Dicen que la alegría y la tristeza vienen juntas en la vida. Que los momentos intensos se componen de esa mezcla inexorable que nos determina y revela cómo somos, qué tomamos de eso, qué queremos ver.
Estos días han sido para mí un tiempo impregnado de esos sentimientos. El sábado encontré a mi abuela en el piso, sin poder pararse, morada y asfixiada. Yo estaba sola porque mi mamá andaba fuera de Santiago y mis hermanos tenían salida con el papá. La levanté, me costó mucho porque estaba media inconciente, como con peso muerto. Llamé a un doctor y después al Samu para que viniera una ambulancia, y terminamos juntas en el Hospital del Salvador. Después vino la espera, el llanto cada vez que la miraba directo a sus ojos verdes, brillantes, preciosos. Le hice cariño como nunca en su cabecita anciana, la lavé, le hablé mucho, la acompañé hasta que me echaron. Una descompensación diabética, una obstrucción respiratoria severa y probablemente un accidente vascular. Ese fue el diagnóstico de la doctora que la vio en mi casa. Después en el hospital me dijeron que no. Que tenía neumonitis y que probablemente los pulmones estaban tan infectados que por ser diabética era difícil que se recuperara.
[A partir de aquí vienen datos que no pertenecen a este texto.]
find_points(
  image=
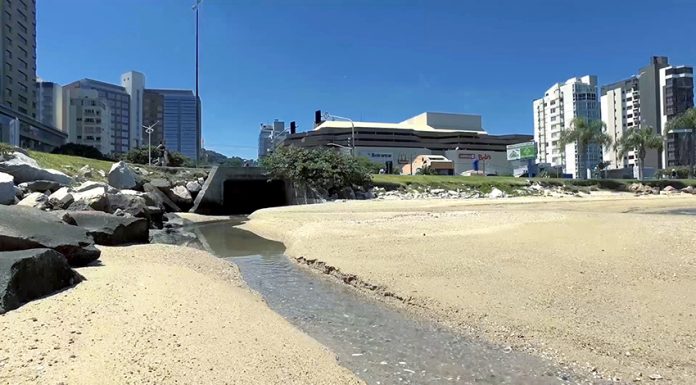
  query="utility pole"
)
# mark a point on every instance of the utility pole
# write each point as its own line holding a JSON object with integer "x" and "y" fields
{"x": 196, "y": 6}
Me lo lloré todo. Me sentí infinitamente sola, a pesar de aquellos que me acompañaron (se los agradezco de todo corazón) y tuve tanta, pero tanta pena, al sentir que mi abuela se moría, aquí entre mis brazos, lejos de sus hijos, de sus otros nietos, de su gente querida. Sola conmigo, apoyada en mí con su cuerpo hirviendo en fiebre. Me miraba y me preguntaba por la Poletita. Y yo le decía que estaba ahí, que era yo. Y se quedaba tranquila y se dormía, hasta que despertaba de nuevo y volvía a mirarme y a preguntarme dónde estaba yo.
Después me calmé un poco. Lloré y lloré y lloré hasta calmarme exhausta. Cuando llegué a mi casa me acosté bien cerquita mío, como apretándome contra mi propio cuerpo. Y recé. Recé con un fervor que no encontraba hace años. Y me di cuenta de que esto era un regalo, de que yo tenía el privilegio de haber compartido esto con ella. Por algún motivo (inexpugnables designios...) fui yo, y nadie más. Y entre la pena apareció una emoción y una paz inmensas. Fue mi momento de reconciliación. De reencuentro con esta mujer grande que me cuidó toda mi infancia, que me enseñó a rezar, a jugar dominó, que se dejaba perder para que yo no llorara. Yo me acostaba entre su guata redonda, calentita, y me dormía profundamente como un cachorrito. En esa casa de antaño, donde las ventanas sonaban fuerte cuando las micros pasaban por Simón Bolivar, no había un lugar más acogedor en el invierno que ese rincón que sólo yo ocupaba en el cuerpo de mi abuelita.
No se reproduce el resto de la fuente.